Sunday, January 16, 2011

"Today I saw" by Olav H. Hauge

Slightly related to the previous post of leaves and daily life is this poem by Olav H. Hauge; wry, simple and almost short enough to take in at one glance.

Today I saw

Today I saw
two moons,
one new
and one old.
I have a lot of faith in the new moon.
But it's probably just the old.

***

In the original Norwegian:


I dag såg eg

I dag såg eg
tvo månar,
ein ny
og ein gamal.
Eg har stor tru på nymånen.
Men det er vel den gamle.

***

The reason I linked this poem with leaves is that one of the collections of translated poems is called Leaf-huts and Snow Houses (translated by Robin Fulton).

Anyway, this poem is, as mentioned, short and simple. But still quite fun and appealing.
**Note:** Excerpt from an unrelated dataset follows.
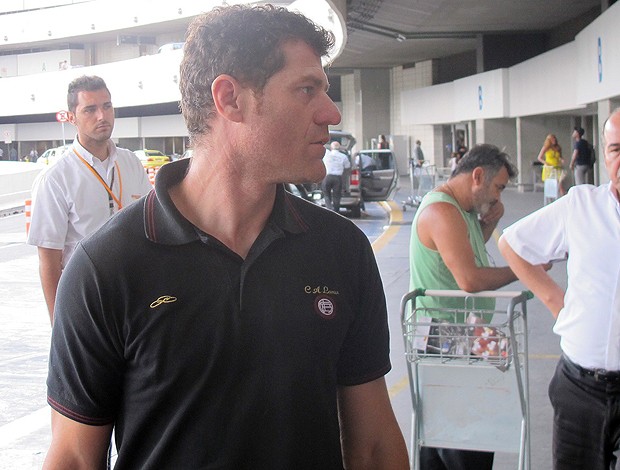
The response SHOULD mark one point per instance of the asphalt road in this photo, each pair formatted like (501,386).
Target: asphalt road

And to me it feels like the joining of the short, straighforward and tough style of the Nordic sagas, combined with the Japanese or Eastern style of putting as few words to a phenomenon as possible.

Of course, this poem is also called modernist. By the young Norwegian poets at the time (60's and 70's, I guess) this was viewed as one of Hauge's "concretist" poems, part of the most modern poetry in those days. Which again takes us back to the topic of time: Ancient Eastern, Viking age saga or modernist/concretist poem. All can be ascribed to the same few lines.

I suspect the well-read Hauge himself found this, secretly, to be quite amusing.

1 comment:

Lyle Daggett said...

I'm fascinated by what you say here about the joining of the "short, straightforward and tough style" of the Nordic sagas and the Japanese style of using as few words as possible. It wouldn't have occurred to me, but I can hear it in the poem, now that you say it.

And not just this particular poem, but much of Hauge's work. I don't know Norwegian, really, though it's similar enough to English in some respects that I can somewhat puzzle through it, where there's an English translation to compare with.

Also, similar enough that something of the sound texture of the Norwegian seems to me to carry over, a little, into the English translation.

Some years back -- it would have been 1991 -- I read Brennu-Njals Saga in translation. I've never seen the original, and can't comment on the quality of the translation as such (1969 Penguin Books edition, translated by Magnusson and Palsson), though I found it absolutely riveting.

That year we had an early heavy snowstorm (I live in Minneapolis, where the winters are formidable) -- 29 inches of snow on October 30 and 31. The second day of the snow most of Minneapolis and St. Paul shut down for the day, however I worked at the time at an "essential service" kind of job, and took the bus to work in St. Paul and then back. I was in the middle of reading Njal's Saga at the time, and I became so immersed in the book during the bus ride home that the blizzard outside just became a kind of "background music" for the epic story.

Each in their way, I think, Japanese poetry and the sagas offer good examples of how it's possible to suggest at least as much with silence as one might say with words.